A British manufacturer of health and safety technology equipment saw its stock value plummet nearly 15% on Thursday after announcing reduced revenue growth projections for fiscal 2027.
Halma, which produces health and safety devices, announced it anticipates low double-digit percentage organic revenue growth in constant currency for the year ending March 2027. This represents a significant slowdown from the 16% organic growth the company achieved in fiscal 2026.
The company has experienced strong performance largely due to its photonics division, which develops light-based technology for sensors and monitoring equipment. This includes systems used in data centers, where demand has surged due to artificial intelligence expansion.

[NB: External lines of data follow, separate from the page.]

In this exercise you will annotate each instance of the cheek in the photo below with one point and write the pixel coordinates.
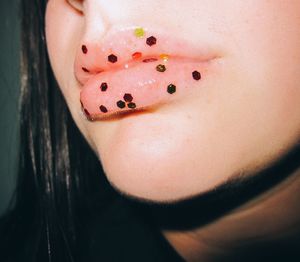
(63, 33)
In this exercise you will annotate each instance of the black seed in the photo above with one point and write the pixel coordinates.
(161, 68)
(171, 89)
(128, 97)
(112, 58)
(151, 41)
(103, 109)
(103, 87)
(121, 104)
(149, 60)
(196, 75)
(85, 70)
(131, 105)
(84, 49)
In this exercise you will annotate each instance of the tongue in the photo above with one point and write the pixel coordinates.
(137, 86)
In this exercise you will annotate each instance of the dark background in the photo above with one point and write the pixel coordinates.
(9, 91)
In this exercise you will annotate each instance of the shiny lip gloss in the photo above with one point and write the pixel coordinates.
(129, 71)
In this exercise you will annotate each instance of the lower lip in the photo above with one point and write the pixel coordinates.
(139, 86)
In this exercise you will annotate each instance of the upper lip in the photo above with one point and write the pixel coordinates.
(123, 43)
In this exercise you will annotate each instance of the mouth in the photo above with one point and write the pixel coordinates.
(134, 70)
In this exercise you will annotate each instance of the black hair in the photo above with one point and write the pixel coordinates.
(59, 177)
(60, 180)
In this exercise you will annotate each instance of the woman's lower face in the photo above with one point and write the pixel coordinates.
(178, 97)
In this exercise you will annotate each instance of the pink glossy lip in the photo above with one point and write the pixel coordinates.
(124, 73)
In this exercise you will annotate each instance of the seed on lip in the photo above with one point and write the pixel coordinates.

However, analysts expressed concern about the future outlook. The company’s projections include approximately five percentage points of growth from the photonics division, which JP Morgan analysts indicated would likely disappoint investors.
Morningstar analyst Matthew Donen noted that Halma’s forecast suggests declining revenue growth rates for both the photonics division and other company segments.
Trading on the FTSE 100 index showed Halma shares falling to 3,962 pence as of 0825 GMT, making it the worst performer among blue-chip stocks that day.
Despite the concerning projections, the company reported strong results for the year that concluded March 31, with adjusted pretax profit climbing 23% to reach £564.5 million ($755.2 million).